For Britain will introduce a Six Point Plan for Taxi and Private Hire Drivers (including ‘Uber’ drivers).
Taking a taxi is a contract between the customer and the driver. The customer wants to be taken to their destination safely, in a professional manner, in a clean and safe vehicle. The driver wants to earn a living and be treated with respect.
This proposal seeks to ensure the safest possible environment for the passenger, and a fair and reasonable market for the driver to operate.
Private hire drivers often work via an operator (the taxi firm). Black cab drivers may operate fully independently of an operator.
For Britain, for taxi drivers 🚖 pic.twitter.com/kOZ8JjwUaw
— For Britain Chairman 🔱 (@ForBritainChair) June 13, 2019
Taxi drivers are self-employed. Many work around 50 hours a week or more to earn enough to live. They are generally dependent upon tips to make up their wage. Drivers do not get sick pay or holiday pay. Fares are often artificially low and do not reflect a true market value. Fares are set in place by each operator (the taxi firm). Operators may lower taxi rates or keep them low as a marketing tactic to attract customers; it can be a case of a ‘race to the bottom’.

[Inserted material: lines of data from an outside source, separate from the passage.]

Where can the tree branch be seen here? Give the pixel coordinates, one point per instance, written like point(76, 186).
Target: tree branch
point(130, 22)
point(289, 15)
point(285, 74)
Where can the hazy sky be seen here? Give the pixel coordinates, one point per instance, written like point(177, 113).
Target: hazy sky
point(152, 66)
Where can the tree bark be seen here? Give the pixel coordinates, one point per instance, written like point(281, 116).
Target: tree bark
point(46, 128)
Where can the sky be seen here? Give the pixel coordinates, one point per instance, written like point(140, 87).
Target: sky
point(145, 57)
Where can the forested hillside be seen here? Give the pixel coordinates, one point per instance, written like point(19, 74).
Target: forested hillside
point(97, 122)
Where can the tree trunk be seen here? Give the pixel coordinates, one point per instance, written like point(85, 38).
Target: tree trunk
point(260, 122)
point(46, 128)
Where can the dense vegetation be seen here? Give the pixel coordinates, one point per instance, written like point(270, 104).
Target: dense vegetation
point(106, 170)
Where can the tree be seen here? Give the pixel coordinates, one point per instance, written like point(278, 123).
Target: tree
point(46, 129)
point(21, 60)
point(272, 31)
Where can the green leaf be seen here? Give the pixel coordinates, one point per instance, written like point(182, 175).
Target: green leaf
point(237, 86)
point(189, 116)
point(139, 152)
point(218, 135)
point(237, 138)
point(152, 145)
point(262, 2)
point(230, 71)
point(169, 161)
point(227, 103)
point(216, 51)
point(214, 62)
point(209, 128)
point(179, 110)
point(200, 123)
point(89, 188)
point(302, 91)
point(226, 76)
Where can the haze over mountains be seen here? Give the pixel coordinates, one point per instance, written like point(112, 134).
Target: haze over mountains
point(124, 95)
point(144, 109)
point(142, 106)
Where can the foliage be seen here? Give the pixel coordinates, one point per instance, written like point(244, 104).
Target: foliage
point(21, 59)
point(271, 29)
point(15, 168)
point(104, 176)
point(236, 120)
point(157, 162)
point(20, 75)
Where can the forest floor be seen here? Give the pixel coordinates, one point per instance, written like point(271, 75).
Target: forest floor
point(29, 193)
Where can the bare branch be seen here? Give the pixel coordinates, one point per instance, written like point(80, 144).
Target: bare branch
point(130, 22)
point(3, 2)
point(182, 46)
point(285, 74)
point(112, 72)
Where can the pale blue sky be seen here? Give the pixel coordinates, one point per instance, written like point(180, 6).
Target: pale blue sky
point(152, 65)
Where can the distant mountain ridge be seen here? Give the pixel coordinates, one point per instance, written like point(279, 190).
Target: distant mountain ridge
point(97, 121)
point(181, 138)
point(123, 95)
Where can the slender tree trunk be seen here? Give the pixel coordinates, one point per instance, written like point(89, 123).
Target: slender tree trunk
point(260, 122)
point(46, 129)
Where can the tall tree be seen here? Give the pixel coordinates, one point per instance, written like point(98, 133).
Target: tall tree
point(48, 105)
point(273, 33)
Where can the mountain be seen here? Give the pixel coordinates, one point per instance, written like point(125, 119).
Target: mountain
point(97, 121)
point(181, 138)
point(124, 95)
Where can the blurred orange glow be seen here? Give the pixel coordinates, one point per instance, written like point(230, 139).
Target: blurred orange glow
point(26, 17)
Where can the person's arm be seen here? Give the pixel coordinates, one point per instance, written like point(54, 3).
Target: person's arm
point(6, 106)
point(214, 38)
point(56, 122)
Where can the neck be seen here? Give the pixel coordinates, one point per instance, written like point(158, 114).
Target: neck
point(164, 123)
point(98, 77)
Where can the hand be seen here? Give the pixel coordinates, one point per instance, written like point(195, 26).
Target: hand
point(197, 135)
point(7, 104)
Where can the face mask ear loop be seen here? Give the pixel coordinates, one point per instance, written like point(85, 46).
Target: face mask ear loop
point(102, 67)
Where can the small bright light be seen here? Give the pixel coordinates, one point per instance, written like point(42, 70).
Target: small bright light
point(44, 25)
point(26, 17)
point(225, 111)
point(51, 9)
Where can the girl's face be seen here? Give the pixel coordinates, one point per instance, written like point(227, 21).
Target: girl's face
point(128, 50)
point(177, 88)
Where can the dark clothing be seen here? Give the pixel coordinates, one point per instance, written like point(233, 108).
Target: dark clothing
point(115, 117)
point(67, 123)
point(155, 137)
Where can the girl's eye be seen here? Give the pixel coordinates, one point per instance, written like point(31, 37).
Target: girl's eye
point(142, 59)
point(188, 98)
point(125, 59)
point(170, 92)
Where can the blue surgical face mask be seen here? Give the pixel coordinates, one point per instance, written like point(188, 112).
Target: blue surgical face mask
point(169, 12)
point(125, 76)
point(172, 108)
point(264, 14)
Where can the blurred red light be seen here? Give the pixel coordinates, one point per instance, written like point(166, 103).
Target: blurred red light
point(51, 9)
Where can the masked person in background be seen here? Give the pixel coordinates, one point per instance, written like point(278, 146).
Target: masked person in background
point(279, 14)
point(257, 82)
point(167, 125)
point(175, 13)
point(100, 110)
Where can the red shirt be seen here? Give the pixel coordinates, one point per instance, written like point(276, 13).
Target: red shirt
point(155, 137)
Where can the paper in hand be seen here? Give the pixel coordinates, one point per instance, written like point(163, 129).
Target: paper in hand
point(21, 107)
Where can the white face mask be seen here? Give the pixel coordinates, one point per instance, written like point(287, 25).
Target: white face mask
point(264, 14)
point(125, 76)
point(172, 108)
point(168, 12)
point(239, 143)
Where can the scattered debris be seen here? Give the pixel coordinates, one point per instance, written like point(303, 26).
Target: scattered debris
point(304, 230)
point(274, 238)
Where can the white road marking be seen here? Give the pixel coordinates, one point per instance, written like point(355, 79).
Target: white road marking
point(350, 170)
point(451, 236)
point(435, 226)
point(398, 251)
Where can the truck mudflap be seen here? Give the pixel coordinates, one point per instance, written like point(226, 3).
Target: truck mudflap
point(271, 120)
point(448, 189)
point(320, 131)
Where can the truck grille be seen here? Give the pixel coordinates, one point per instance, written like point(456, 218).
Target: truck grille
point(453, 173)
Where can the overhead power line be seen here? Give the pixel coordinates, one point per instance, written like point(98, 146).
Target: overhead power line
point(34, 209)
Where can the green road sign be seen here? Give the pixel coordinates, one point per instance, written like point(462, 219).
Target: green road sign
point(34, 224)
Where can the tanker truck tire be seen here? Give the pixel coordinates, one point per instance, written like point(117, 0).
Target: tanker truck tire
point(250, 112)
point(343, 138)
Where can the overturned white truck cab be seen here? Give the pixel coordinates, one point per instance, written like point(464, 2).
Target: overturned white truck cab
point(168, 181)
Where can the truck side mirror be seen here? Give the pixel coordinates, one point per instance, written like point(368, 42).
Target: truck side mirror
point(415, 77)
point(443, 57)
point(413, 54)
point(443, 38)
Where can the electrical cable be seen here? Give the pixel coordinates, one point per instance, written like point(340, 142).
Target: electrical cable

Each licensing area (Local Authority) has different criteria for a driver to gain a taxi licence – some areas have less strict criteria than others.
For Britain would introduce the following as national requirements for a driver to become a taxi driver:
- The driver must have a registered UK address and be listed on the electoral register;
- Drivers must be legally resident in the UK for at least 24 months;
- The driver must hold a full valid UK (or Irish) driving licence, earned by taking and passing the national driving test in Britain or Ireland;
- The driver must satisfy a comprehensive DBS safety check (formerly a CRB check) going back a minimum of 10 years;
- The driver must be able to speak English and pass a national standardised spoken & written English test. All tests and interviews will be carried out in English;
- Licencing fraud, or any fraud committed by drivers in the establishment of a taxi service, will be punishable with a prison sentence and/or deportation for non-British citizens;
Local knowledge is key to the customer getting the best possible experience. The above would support and encourage more local drivers.
Existing taxi drivers would also have to comply with the above criteria.
It is our belief that, because of the lack of proper regulation (and corruption within some council licensing departments) in the taxi market, the British public is put at unnecessary risk in taxis and private hire vehicles. An income stream for British workers is also being lost. The above proposal will have the benefit of bringing local people back into the trade and supporting the local community.
Furthermore, it is well known that large numbers of non-British taxi drivers have been involved in rape gangs over the last few decades – many of whom would not have passed the above criteria. In many cases, taxis were used to deliver young white and Sikh girls to have sex with Muslim men. Some of these girls were as young as eleven years old. Putting all and any systems in place to prevent this must be a priority: The For Britain Six Point Plan will make our taxis safer.